Thanks to some flight delays on a recent trip, I ended up with an unplanned trip through Toronto Pearson airport. I needed to be in Montreal for work, and after my originally planned flights got messed up, was rebooked on Air Canada, connecting in Toronto. I’ve connected there several times, but transiting from the US to a Canadian destination was a new experience for me. I hold a NEXUS card, so I normally can get expedited security in Canadian airports. In this case, I didn’t.
What is ITD OSS?
My Montreal boarding pass said “ITD OSS” above the barcode. I wasn’t sure what that meant. It is actually 2 separate acronyms. “International to Domestic” and “One Stop Security”. OSS allows for passengers arriving into Canada from certain destinations to avoid being re-screened. This includes arrivals from the US, Japan, and most countries in Europe. OSS is available in many large Canadian airports, but in Toronto, only in Terminal 1 (primarily Star Alliance flights), and not Terminal 3.

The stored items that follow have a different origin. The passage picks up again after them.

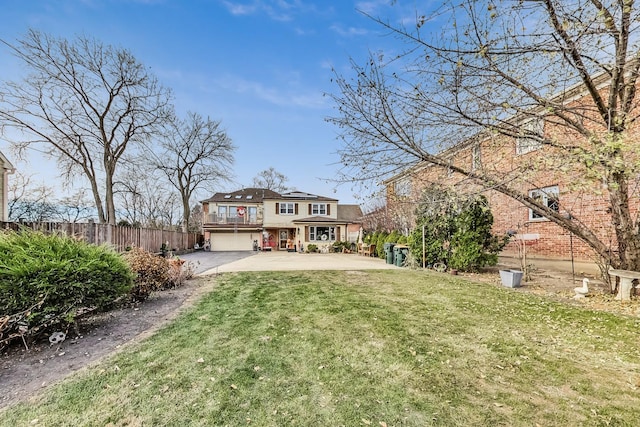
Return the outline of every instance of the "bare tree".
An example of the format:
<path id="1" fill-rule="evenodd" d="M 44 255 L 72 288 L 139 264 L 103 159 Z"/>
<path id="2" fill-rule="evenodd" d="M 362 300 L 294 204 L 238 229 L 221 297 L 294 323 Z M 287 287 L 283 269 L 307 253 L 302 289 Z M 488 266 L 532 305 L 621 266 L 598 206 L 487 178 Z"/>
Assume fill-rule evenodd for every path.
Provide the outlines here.
<path id="1" fill-rule="evenodd" d="M 88 190 L 81 189 L 62 198 L 57 206 L 58 219 L 63 222 L 86 222 L 95 217 L 95 208 L 88 197 Z"/>
<path id="2" fill-rule="evenodd" d="M 328 120 L 342 129 L 342 178 L 379 180 L 428 163 L 517 200 L 614 266 L 640 269 L 629 205 L 640 147 L 628 136 L 638 114 L 636 4 L 461 0 L 416 17 L 411 27 L 372 17 L 407 42 L 406 52 L 372 54 L 353 63 L 354 77 L 336 76 L 339 114 Z M 440 33 L 428 30 L 435 22 L 445 22 Z M 544 126 L 535 125 L 540 119 Z M 545 146 L 545 155 L 512 169 L 451 161 L 461 142 L 488 141 L 499 152 L 514 138 Z M 616 253 L 577 215 L 524 191 L 545 170 L 605 194 Z"/>
<path id="3" fill-rule="evenodd" d="M 285 175 L 281 174 L 273 166 L 269 169 L 265 169 L 259 172 L 258 175 L 253 177 L 253 185 L 258 188 L 266 188 L 277 193 L 284 193 L 289 191 L 290 188 L 286 185 L 289 180 Z"/>
<path id="4" fill-rule="evenodd" d="M 43 222 L 57 219 L 58 211 L 51 187 L 37 185 L 31 176 L 16 171 L 7 190 L 9 221 Z"/>
<path id="5" fill-rule="evenodd" d="M 174 117 L 161 140 L 162 151 L 153 156 L 177 190 L 182 202 L 182 229 L 189 229 L 192 197 L 205 186 L 228 181 L 235 146 L 220 122 L 189 112 L 185 119 Z"/>
<path id="6" fill-rule="evenodd" d="M 127 165 L 122 179 L 115 183 L 120 221 L 136 227 L 174 227 L 181 211 L 176 211 L 176 192 L 158 185 L 163 183 L 159 173 L 140 174 L 138 170 L 135 165 Z"/>
<path id="7" fill-rule="evenodd" d="M 131 52 L 87 37 L 68 41 L 31 30 L 15 44 L 21 82 L 0 85 L 0 124 L 56 158 L 65 176 L 84 176 L 98 219 L 115 224 L 113 181 L 123 155 L 153 134 L 171 111 L 170 92 Z"/>

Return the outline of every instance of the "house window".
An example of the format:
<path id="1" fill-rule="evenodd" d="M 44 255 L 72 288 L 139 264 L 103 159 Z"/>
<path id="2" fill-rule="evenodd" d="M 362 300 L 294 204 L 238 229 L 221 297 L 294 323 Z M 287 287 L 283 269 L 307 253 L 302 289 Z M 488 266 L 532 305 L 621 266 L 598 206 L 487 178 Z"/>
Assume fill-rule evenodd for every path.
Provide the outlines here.
<path id="1" fill-rule="evenodd" d="M 539 188 L 537 190 L 529 191 L 529 197 L 535 199 L 538 203 L 548 207 L 551 210 L 558 212 L 560 210 L 560 204 L 558 202 L 560 192 L 558 186 Z M 529 209 L 529 219 L 543 219 L 544 216 L 537 214 Z"/>
<path id="2" fill-rule="evenodd" d="M 335 227 L 309 227 L 309 241 L 333 242 L 336 240 Z"/>
<path id="3" fill-rule="evenodd" d="M 482 168 L 482 159 L 480 157 L 480 146 L 474 145 L 471 150 L 471 170 L 479 170 Z"/>
<path id="4" fill-rule="evenodd" d="M 227 222 L 242 222 L 242 218 L 238 217 L 238 207 L 237 206 L 229 206 L 229 218 Z"/>
<path id="5" fill-rule="evenodd" d="M 534 118 L 524 123 L 516 138 L 516 154 L 526 154 L 542 147 L 540 138 L 544 136 L 544 120 Z"/>
<path id="6" fill-rule="evenodd" d="M 294 203 L 280 203 L 280 215 L 294 215 Z"/>
<path id="7" fill-rule="evenodd" d="M 258 208 L 255 206 L 249 206 L 249 208 L 247 209 L 247 214 L 248 214 L 248 220 L 249 223 L 251 224 L 255 224 L 256 222 L 258 222 Z"/>
<path id="8" fill-rule="evenodd" d="M 311 214 L 312 215 L 326 215 L 327 214 L 327 204 L 326 203 L 312 203 L 311 204 Z"/>
<path id="9" fill-rule="evenodd" d="M 411 181 L 404 178 L 394 182 L 393 191 L 397 197 L 409 197 L 411 195 Z"/>

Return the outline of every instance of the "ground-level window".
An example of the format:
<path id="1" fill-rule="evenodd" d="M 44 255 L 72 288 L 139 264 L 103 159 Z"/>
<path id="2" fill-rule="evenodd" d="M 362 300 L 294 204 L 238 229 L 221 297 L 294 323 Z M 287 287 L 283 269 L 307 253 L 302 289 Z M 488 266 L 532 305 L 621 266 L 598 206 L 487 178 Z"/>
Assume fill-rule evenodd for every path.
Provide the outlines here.
<path id="1" fill-rule="evenodd" d="M 336 228 L 335 227 L 309 227 L 309 241 L 310 242 L 333 242 L 336 240 Z"/>
<path id="2" fill-rule="evenodd" d="M 535 199 L 537 202 L 548 207 L 551 210 L 554 210 L 556 212 L 560 210 L 560 204 L 558 202 L 560 197 L 560 192 L 558 191 L 557 185 L 531 190 L 529 191 L 529 197 L 531 197 L 532 199 Z M 529 219 L 542 219 L 542 218 L 544 218 L 542 215 L 529 209 Z"/>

My arrival into Toronto arrived at gate F91. Nearly the end of the F pier, and no jet bridge, so walking on the tarmac…in Toronto…in January. While annoying, at least I got some steps in. Unfortunately, no express travelator in the F pier for regional jets. Once in the transit area, there are various options, depending on destination. Arrivals head towards the customs hall, but passengers connecting to domestic or international flights follow signs to the appropriate gates. At Toronto T1, F gates are for flights to the US, E are international departures, and D gates are for Canada flights.
Connecting in Toronto to D (Domestic) gates at YYZ Terminal 1
I followed the signs to the D gates. Out of habit, I almost walked towards the customs hall, but figured it out, and found myself with no line in front of a few CBSA agents. Keep in mind, despite most Canada arrivals no longer requiring a customs form, there are no NEXUS or other kiosks at the International to Domestic customs area in Toronto, so all passengers must fill out customs forms. I’d like to think this would change, but I have no further information. All passengers must visit an agent. I can see this being a choke point in this process. In my case, there were 3 or 4 agents working and I had no wait. Not as fast as using NEXUS, and during a busy period, I can see there being a more significant wait.

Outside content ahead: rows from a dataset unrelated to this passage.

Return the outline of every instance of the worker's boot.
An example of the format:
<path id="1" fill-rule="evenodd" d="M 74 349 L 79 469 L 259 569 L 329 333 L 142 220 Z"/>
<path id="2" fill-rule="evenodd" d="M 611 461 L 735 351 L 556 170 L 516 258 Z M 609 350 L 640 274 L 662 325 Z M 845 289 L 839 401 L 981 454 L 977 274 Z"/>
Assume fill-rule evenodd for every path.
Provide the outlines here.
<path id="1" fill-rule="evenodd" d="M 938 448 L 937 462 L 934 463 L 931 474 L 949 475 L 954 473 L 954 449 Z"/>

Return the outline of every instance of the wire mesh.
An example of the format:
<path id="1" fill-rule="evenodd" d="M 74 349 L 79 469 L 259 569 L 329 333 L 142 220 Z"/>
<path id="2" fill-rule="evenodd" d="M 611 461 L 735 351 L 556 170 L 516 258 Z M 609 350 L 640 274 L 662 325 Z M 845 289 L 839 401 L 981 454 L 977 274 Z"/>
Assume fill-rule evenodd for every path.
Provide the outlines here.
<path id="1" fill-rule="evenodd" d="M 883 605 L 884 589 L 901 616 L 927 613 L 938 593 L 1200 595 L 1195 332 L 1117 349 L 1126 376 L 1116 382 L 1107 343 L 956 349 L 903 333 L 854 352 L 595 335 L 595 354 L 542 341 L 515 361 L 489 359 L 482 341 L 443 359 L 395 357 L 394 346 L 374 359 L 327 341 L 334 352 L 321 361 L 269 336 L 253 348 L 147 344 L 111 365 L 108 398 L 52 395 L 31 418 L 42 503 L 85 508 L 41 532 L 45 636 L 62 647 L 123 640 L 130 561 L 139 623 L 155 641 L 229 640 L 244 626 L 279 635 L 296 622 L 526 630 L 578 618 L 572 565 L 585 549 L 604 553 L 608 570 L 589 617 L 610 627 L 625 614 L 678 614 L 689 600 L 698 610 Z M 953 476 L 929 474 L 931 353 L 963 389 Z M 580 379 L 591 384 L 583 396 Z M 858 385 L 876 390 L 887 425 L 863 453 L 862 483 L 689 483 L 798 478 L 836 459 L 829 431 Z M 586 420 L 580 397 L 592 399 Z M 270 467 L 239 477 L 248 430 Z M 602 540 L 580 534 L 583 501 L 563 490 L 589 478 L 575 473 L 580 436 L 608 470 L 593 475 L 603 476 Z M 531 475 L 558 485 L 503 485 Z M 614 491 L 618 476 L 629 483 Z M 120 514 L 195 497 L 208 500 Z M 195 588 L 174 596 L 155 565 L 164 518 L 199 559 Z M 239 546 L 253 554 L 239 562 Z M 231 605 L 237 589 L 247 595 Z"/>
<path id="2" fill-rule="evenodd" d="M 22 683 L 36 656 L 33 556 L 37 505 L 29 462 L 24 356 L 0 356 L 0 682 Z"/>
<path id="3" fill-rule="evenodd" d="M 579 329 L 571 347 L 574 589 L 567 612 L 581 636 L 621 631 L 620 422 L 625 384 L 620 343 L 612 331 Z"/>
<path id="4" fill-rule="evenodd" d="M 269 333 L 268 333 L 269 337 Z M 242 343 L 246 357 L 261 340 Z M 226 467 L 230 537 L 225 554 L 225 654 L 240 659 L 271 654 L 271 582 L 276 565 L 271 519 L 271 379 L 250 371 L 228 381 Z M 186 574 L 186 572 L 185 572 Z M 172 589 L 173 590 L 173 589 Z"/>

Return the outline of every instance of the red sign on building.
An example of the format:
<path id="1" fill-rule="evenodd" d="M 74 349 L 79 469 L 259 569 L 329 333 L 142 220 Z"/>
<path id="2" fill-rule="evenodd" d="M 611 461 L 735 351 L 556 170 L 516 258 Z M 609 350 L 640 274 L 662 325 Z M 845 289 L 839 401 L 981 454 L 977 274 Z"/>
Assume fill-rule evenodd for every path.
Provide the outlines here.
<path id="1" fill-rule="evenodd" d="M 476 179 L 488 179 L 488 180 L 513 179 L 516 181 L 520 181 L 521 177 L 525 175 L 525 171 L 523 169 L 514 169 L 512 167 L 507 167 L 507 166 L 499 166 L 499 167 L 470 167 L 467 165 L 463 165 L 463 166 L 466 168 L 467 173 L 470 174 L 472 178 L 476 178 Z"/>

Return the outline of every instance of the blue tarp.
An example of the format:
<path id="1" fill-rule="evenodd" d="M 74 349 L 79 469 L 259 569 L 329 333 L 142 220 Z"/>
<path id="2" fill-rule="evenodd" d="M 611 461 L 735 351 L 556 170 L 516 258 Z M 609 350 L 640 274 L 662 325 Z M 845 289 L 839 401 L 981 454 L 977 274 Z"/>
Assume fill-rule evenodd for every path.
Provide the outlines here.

Here is the process for US to Canada connections on Air Canada:
Please ensure your Canada Customs Declaration Card is completed prior to deplaning.
You do not need to claim your checked baggage.

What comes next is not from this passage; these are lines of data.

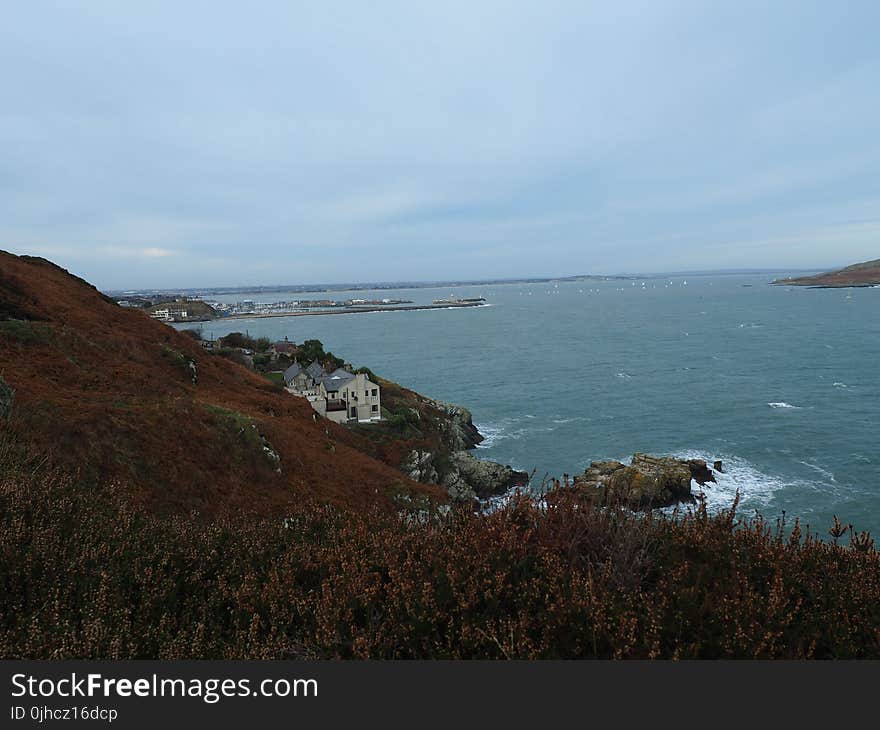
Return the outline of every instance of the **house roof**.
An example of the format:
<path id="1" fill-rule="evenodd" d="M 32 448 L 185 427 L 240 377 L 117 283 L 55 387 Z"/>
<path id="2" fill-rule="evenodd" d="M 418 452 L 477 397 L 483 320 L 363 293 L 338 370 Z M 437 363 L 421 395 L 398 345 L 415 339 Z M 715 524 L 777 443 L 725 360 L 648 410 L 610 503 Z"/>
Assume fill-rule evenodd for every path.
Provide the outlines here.
<path id="1" fill-rule="evenodd" d="M 317 360 L 306 368 L 306 372 L 316 380 L 324 374 L 324 368 Z"/>
<path id="2" fill-rule="evenodd" d="M 344 388 L 352 380 L 354 380 L 354 375 L 348 372 L 348 370 L 343 370 L 342 368 L 339 368 L 338 370 L 334 370 L 329 375 L 325 375 L 320 380 L 327 390 L 339 390 L 340 388 Z"/>
<path id="3" fill-rule="evenodd" d="M 275 352 L 296 352 L 296 345 L 294 345 L 292 342 L 276 342 L 274 347 Z"/>
<path id="4" fill-rule="evenodd" d="M 298 362 L 293 363 L 287 370 L 284 371 L 284 382 L 289 383 L 293 380 L 297 375 L 302 372 L 302 367 Z"/>

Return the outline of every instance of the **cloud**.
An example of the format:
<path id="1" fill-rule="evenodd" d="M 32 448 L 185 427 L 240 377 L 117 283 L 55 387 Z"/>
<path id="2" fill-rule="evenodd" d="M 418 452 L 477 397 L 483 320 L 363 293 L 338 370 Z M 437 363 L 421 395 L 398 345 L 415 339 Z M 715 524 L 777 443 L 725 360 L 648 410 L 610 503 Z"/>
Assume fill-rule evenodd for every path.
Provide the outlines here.
<path id="1" fill-rule="evenodd" d="M 160 259 L 174 256 L 174 251 L 167 248 L 149 246 L 147 248 L 130 248 L 127 246 L 99 246 L 97 251 L 117 259 Z"/>
<path id="2" fill-rule="evenodd" d="M 877 3 L 47 7 L 0 240 L 103 286 L 843 264 L 880 217 Z"/>
<path id="3" fill-rule="evenodd" d="M 165 256 L 173 256 L 174 252 L 167 248 L 145 248 L 141 251 L 141 256 L 145 258 L 163 258 Z"/>

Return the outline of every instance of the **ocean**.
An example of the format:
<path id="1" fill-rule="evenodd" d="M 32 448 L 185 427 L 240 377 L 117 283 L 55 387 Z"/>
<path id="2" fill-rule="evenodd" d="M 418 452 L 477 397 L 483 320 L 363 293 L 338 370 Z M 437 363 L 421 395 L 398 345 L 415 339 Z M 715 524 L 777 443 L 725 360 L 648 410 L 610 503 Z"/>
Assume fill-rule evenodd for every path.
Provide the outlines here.
<path id="1" fill-rule="evenodd" d="M 486 436 L 477 456 L 537 482 L 634 451 L 720 459 L 710 508 L 738 491 L 741 513 L 798 516 L 823 536 L 837 515 L 880 535 L 880 288 L 773 278 L 464 286 L 454 294 L 488 306 L 217 320 L 203 331 L 320 339 L 355 366 L 466 406 Z M 315 295 L 222 298 L 299 297 Z"/>

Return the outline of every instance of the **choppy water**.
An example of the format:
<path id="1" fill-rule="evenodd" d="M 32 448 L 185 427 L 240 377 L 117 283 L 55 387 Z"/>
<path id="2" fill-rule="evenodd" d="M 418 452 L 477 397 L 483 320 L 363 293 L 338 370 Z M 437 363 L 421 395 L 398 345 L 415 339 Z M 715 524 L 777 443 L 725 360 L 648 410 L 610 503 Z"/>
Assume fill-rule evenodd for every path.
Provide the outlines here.
<path id="1" fill-rule="evenodd" d="M 538 477 L 633 451 L 722 459 L 710 505 L 739 489 L 746 511 L 784 510 L 823 531 L 837 514 L 880 534 L 880 289 L 770 278 L 462 287 L 455 294 L 491 306 L 204 329 L 321 339 L 355 365 L 466 405 L 487 436 L 478 456 Z M 285 298 L 295 295 L 262 297 Z"/>

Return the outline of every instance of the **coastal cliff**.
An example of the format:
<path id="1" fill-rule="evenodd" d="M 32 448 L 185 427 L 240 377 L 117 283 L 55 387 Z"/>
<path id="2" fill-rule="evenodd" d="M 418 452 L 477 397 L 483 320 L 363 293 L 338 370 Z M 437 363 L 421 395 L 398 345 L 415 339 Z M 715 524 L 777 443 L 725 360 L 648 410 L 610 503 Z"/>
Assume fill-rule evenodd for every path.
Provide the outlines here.
<path id="1" fill-rule="evenodd" d="M 471 453 L 484 439 L 467 408 L 389 380 L 380 378 L 379 383 L 385 420 L 353 427 L 374 444 L 371 455 L 413 481 L 443 487 L 459 503 L 473 504 L 528 484 L 525 472 Z"/>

- Follow purple signage for Connections and D Gates
- Proceed as directed through Canada Customs
- Turn right and take escalator down to bus bay
- Board bus to domestic gates
- Proceed to your departure gate
A long walk, to a connections area, through customs, and then a bus isn’t particularly efficient, but when I passed through, it wasn’t busy, and things mostly went fast. I even had time to visit the Maple Leaf Lounge (though this link is to the lounge serving international gates, not domestic) before heading to my gate.
This process has changed from the last time I had a connection like this. The One Stop Security is quick and easy, and certainly an improvement. The combination of only a few agents, and no kiosks seems like a potential choke point at Canada’s busiest airport. Have you used the OSS at Toronto Pearson? What was your experience?